Before ordering it might be worth your while to check the hardness of the spindle and compare the measurements of the spindle with those of the reamers available to be sure it is large enough at the tip to allow you to ream out the hole without bottoming on the knockout slot if there is one.
Perhaps a little careful hand work stoning off the offending ridges with a round or half round oil stone or some emery cloth wrapped around a Morse taper shank with no tang on it might be worth a try first.

If the spindle is quite hard and and the cost isn’t too high it might be worth looking into having it cleaned up on an internal grinder.
I seem to recall reading somewhere on this forum a while ago that someone had their milling machine spindle taper reground by a company that I think may have been Wells Index for a reasonable cost.
Maybe someone else will know about this.
Regards ,
Jim
P.S.
Rebuild and Maintenance — Wells-Index Milling Machines
 
Thanks for the replies. Spindle doesn't appear to be hardened so cleaning up with a reamer seems feasible.

And now for the rest of the story...

I stuck an indicator on the OD of the spindle and got about 7 thou of runout. I then pushed on the spindle with it extended from the quill about 8 inches and was able to move it back and forth about 6 thou. I wasn't horsing on it too hard just pushing with one arm. In contrast, my 22 inch buffalo forge camel back has less than a thou of runout so the Cleerman's runout seemas a bit excessive.

I'm thinking i need to see about new spindle bearings yes?? If so, i'm thinking i should wait until i address the spindle runout problem before i attempt to true up the taper. From what i've been able to discern from the archives, spindle runout of one thou or less is acceptable for a drilling machine.

Please advise.
MArk
 
When we first got our old Royersford Excelsior, the spindle bearing (ran directly in the cast-iron quill IIRC) was loose. I took quill out, removed rack, chucked it in 4-jaw chuck of 10" South bend lathe, supported the end in steady-rest, and bored both ends oversize for new off-the-shelf bronze bushings. Problem solved.
 
A reamer is not the tool to remove burrs. The bur pushes the reamer away, and it cuts a bit on the opposite side of the recess, where you do not want it to.

Mostly you stone burrs down individually with a stone on a stick. There should be plenty of good taper surface left, which you do not need to cut with a reamer.

Seems like you have two issues. Burrs on the taper, and sloppy brarings that the quill moves in. Maybe also a bend in the spindle, since normally the OD is quite true.

Stone down the burrs, then check the ID of the spindle taper with a DTI as you turn the spindle.
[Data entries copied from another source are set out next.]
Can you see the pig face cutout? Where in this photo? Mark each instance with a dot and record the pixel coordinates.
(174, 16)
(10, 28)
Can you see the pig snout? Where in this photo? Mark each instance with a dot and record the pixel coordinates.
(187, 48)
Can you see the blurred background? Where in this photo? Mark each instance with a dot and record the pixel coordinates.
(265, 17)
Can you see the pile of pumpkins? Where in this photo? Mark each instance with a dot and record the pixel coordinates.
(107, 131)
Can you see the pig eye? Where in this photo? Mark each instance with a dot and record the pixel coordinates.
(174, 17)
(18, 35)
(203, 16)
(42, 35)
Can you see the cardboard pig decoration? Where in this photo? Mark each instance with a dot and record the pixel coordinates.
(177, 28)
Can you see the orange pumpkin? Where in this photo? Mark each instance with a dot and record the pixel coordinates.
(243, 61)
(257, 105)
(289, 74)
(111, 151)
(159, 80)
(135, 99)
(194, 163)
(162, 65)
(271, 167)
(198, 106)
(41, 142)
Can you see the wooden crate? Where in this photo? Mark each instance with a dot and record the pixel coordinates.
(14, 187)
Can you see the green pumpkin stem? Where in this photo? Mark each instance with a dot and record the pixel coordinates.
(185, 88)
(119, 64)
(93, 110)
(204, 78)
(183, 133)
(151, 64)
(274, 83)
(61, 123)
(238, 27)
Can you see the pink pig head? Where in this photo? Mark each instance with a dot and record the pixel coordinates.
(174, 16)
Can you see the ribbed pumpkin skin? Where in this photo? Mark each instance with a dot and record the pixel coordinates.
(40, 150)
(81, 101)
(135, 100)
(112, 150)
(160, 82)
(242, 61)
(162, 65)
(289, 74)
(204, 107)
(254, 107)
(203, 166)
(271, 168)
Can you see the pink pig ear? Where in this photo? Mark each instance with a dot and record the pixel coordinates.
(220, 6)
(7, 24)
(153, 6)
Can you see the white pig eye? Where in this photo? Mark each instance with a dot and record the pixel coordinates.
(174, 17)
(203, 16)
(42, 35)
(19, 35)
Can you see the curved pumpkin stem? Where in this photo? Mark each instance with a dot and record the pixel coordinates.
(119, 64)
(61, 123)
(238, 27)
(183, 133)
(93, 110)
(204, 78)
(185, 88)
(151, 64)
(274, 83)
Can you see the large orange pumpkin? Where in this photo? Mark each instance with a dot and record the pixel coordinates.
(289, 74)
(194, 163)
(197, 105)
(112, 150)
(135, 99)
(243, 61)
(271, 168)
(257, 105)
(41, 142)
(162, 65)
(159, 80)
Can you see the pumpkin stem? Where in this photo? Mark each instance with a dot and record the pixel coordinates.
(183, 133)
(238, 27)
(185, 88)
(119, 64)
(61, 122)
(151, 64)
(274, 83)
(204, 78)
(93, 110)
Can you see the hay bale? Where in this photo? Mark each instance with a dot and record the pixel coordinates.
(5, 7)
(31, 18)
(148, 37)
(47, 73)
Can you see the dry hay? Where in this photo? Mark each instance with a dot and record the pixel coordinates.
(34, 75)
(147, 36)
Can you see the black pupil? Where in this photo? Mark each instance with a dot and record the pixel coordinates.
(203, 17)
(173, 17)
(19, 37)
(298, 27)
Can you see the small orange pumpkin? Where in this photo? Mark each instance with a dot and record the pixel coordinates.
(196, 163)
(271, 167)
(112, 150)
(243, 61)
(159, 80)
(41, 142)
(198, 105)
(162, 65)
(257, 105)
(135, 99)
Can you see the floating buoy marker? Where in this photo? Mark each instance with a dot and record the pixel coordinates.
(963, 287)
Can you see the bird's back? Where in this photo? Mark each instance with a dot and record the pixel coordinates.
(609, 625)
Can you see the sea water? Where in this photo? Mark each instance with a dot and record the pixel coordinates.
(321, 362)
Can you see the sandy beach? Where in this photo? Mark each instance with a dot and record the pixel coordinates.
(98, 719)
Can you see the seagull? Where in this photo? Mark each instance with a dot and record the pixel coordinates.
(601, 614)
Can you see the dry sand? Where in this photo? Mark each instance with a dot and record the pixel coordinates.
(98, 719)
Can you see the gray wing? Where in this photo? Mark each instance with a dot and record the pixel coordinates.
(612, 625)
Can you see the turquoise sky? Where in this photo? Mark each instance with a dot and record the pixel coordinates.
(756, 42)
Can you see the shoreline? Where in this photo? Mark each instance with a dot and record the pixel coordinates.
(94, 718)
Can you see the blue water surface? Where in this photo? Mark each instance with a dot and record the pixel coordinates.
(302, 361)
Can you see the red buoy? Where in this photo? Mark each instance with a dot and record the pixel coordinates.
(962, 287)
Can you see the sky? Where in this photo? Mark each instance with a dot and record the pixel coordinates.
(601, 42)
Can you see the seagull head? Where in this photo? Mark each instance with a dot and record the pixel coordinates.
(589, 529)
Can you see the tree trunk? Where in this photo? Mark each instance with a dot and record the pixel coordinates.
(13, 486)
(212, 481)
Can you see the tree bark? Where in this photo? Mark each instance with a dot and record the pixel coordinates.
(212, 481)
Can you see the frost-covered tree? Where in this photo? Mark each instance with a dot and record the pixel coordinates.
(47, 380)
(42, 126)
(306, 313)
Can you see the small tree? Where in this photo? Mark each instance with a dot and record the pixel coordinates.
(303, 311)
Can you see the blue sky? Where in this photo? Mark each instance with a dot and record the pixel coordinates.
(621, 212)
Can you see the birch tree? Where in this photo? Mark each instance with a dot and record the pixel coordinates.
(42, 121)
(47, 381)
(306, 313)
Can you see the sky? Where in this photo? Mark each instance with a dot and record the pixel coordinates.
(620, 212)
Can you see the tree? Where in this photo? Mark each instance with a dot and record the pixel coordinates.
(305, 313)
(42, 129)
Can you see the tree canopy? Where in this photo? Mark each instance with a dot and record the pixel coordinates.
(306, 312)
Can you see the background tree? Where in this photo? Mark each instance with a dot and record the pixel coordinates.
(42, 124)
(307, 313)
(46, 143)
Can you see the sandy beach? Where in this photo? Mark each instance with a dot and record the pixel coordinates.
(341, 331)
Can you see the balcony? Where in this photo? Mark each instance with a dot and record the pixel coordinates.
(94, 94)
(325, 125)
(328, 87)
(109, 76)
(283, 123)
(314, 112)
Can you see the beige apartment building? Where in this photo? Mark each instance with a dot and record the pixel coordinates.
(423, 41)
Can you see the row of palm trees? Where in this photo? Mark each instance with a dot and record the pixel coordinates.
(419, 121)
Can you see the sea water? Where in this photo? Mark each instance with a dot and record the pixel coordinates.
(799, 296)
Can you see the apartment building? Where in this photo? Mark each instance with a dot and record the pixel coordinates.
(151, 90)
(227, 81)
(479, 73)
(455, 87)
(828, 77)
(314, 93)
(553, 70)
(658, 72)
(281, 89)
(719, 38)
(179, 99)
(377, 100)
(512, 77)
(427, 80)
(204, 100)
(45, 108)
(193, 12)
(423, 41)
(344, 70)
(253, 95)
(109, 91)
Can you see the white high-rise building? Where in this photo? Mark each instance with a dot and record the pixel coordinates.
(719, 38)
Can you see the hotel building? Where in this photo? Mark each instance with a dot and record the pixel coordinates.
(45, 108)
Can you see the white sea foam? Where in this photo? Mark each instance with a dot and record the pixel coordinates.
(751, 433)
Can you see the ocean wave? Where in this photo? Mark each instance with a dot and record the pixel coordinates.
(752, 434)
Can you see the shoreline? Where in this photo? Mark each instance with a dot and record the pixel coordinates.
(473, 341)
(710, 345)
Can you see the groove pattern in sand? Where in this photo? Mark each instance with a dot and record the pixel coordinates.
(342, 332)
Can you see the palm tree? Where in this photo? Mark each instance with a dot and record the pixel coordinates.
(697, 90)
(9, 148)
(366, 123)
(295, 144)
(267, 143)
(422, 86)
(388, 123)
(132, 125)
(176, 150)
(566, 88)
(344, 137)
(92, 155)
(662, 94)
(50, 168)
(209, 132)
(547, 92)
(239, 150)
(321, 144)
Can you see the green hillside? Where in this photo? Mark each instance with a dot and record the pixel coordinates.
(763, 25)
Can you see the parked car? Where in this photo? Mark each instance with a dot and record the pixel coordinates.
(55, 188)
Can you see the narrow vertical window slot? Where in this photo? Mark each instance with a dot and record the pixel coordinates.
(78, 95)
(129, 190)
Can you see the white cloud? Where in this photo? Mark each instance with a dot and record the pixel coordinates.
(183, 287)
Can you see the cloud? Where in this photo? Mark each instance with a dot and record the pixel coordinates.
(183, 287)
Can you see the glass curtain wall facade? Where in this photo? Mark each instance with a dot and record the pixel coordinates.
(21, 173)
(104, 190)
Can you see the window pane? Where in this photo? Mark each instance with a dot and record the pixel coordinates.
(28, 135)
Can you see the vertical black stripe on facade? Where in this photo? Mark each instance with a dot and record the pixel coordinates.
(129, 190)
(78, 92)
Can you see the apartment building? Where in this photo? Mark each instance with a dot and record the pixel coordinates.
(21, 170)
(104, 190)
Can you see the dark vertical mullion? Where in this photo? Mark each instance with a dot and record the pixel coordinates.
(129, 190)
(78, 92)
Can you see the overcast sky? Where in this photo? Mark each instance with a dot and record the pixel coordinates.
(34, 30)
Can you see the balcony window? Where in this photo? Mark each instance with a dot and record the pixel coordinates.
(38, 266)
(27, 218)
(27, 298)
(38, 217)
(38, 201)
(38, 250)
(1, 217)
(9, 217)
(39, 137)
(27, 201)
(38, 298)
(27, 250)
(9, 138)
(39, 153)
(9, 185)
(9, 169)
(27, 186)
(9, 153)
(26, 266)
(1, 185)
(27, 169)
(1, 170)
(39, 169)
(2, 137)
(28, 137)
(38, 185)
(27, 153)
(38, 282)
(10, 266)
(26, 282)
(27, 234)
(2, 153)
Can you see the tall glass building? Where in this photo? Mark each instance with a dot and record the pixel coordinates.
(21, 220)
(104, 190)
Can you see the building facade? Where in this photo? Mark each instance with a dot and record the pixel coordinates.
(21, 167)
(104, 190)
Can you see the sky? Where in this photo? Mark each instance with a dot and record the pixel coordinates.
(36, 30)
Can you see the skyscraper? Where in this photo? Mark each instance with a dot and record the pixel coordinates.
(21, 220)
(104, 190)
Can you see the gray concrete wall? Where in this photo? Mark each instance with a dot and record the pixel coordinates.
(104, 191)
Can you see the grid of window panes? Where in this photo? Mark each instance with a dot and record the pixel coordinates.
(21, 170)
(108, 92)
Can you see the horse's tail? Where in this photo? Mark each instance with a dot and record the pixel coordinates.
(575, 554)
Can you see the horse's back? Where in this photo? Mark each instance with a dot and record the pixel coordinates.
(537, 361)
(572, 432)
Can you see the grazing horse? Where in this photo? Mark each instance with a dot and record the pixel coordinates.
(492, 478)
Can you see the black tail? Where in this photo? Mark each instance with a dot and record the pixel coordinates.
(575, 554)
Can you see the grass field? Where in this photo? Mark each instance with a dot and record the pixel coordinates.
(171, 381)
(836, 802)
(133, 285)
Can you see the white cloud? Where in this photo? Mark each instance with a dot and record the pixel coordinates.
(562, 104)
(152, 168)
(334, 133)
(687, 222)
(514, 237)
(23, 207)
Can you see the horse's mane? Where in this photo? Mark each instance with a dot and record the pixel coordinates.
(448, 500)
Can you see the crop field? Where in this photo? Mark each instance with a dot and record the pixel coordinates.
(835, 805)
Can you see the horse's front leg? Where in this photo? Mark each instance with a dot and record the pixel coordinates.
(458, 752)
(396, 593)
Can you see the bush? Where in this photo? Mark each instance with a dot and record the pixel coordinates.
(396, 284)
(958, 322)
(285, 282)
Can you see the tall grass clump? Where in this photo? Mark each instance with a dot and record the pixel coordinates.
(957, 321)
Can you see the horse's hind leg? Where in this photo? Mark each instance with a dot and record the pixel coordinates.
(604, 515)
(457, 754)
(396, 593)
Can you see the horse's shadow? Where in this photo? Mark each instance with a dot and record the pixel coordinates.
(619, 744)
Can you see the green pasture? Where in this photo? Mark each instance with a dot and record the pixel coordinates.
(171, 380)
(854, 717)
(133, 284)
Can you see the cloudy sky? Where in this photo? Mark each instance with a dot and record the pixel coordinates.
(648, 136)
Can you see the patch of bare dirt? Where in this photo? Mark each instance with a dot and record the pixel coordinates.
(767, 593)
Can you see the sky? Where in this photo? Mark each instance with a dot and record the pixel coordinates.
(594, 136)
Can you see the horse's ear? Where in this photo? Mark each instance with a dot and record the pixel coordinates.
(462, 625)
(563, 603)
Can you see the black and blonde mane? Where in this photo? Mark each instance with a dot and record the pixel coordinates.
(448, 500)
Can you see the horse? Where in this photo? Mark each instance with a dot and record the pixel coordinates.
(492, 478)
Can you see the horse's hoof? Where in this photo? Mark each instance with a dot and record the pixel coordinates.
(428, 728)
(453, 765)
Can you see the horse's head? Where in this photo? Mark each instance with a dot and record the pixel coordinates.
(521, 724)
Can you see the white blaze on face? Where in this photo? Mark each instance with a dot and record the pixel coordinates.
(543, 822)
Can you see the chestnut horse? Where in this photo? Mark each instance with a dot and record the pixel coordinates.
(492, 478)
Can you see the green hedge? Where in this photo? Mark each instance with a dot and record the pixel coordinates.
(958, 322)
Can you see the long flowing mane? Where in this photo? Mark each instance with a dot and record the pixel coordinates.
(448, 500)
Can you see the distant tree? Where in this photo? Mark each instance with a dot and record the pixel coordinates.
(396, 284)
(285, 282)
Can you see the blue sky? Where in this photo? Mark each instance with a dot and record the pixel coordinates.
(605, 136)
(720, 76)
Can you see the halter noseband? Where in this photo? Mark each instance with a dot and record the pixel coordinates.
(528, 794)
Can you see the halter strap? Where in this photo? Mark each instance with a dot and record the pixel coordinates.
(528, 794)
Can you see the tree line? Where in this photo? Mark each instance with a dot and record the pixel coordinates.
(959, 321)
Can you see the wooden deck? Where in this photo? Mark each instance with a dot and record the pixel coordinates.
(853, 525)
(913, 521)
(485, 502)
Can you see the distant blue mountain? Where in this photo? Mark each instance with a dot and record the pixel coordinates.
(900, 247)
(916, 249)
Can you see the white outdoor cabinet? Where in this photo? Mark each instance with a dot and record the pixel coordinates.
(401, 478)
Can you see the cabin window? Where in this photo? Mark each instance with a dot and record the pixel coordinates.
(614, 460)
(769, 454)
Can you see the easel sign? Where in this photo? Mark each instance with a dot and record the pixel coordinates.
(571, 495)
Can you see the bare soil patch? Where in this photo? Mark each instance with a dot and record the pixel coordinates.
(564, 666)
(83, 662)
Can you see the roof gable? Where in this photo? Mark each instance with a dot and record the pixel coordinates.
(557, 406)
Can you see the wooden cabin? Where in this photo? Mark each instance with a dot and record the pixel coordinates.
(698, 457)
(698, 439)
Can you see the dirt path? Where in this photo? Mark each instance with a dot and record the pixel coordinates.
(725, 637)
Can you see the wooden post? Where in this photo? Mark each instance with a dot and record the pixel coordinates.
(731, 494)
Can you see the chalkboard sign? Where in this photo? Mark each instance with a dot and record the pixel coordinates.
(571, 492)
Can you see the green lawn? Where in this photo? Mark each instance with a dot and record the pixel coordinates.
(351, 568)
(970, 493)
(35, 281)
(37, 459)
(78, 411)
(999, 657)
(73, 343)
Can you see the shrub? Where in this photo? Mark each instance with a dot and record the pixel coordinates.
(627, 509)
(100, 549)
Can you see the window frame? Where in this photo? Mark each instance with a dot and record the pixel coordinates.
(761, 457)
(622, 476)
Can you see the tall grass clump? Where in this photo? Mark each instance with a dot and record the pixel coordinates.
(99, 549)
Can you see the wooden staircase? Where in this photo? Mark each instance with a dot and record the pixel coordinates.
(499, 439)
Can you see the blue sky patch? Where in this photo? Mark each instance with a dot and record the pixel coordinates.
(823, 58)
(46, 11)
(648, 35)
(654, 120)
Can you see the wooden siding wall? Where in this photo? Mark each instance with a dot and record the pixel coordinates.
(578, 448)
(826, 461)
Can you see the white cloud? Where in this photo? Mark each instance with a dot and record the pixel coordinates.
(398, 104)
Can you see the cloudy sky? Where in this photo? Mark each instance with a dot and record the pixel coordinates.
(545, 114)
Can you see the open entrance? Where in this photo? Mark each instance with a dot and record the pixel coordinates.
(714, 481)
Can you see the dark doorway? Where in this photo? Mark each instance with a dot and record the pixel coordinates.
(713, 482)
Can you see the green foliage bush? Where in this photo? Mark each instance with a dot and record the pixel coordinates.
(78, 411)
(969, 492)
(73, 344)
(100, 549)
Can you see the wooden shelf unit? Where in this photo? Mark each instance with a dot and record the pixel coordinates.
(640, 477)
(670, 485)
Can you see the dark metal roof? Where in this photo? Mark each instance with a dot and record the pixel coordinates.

Do a couple places, that will help determine if there is a bend.
 
I have had good luck reconditioning tapers in older lathes with reamers. In my experience it isn't practical to stone damage from a badly galled taper. I like to bore and then ream to final size, if possible. I have however just used a reamer, on several occasions, to clean up damaged tapers.

My name is Brian and I'm a toolaholic.